Brett Barwick, associate professor of physics and the Harrison E. Farnsworth 1918 Chair in Physics at Ripon College, received a $301,261, three-year grant from the National Science Foundation, Fundamental Lectron-Photon Interactions. The grant is in support of providing equipment and monies for several summer research students.
Undergraduate students are sometimes (mistakenly) seen as drilling down on received knowledge, but these students have the opportunity to develop new knowledge. This research experience will open doors to graduate schools and the world of technology entrepreneurs. Moreover, opportunities for hands-on research will prepare students to initiate their own investigations and applications.

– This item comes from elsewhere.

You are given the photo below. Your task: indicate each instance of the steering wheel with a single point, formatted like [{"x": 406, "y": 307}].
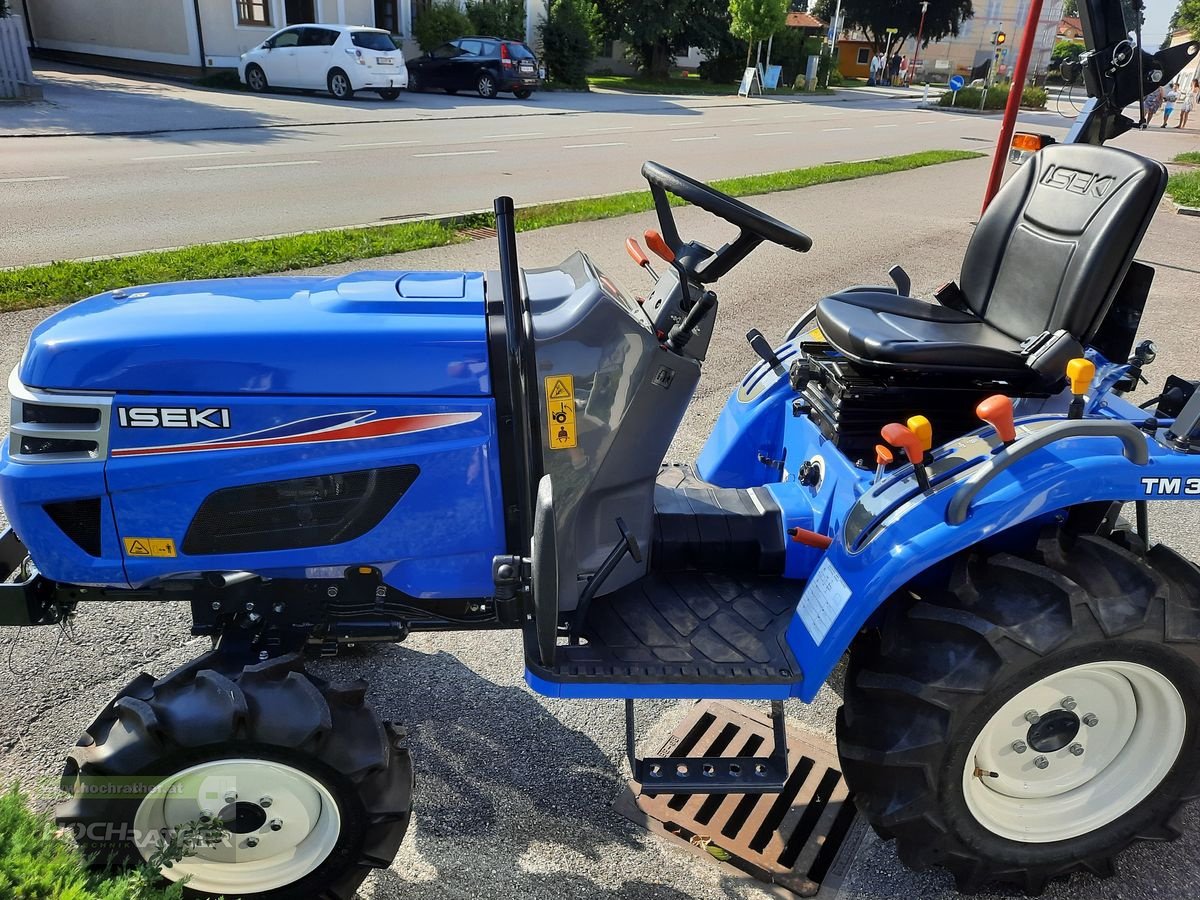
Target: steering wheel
[{"x": 755, "y": 225}]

“Over the last decade, a new research field has developed by combining electron microscopy with ultrafast lasers,” Dr. Barwick wrote in his proposal. “Now ‘ultrafast electron microscopes’ can be used to make movies of nanoscale (microscopic) processes that occur too quickly to observe with standard electron microscopes.”
Dr. Barwick explained that the project will focus primarily on fundamental quantum mechanical phenomena and on angular momentum from light to electrons. This project team also will explore how light can be used to compress electron pulses in time from picoseconds to tens of femptoseconds and to shape the spatial properties of electron beams.
Research today crosses disciplinary boundaries. For example, the Ripon experiments also will advance the technical capabilities of electron microscopes and have an impact on imaging and quantum control techniques that are needed for physics, chemistry and biology, Dr. Barwick said.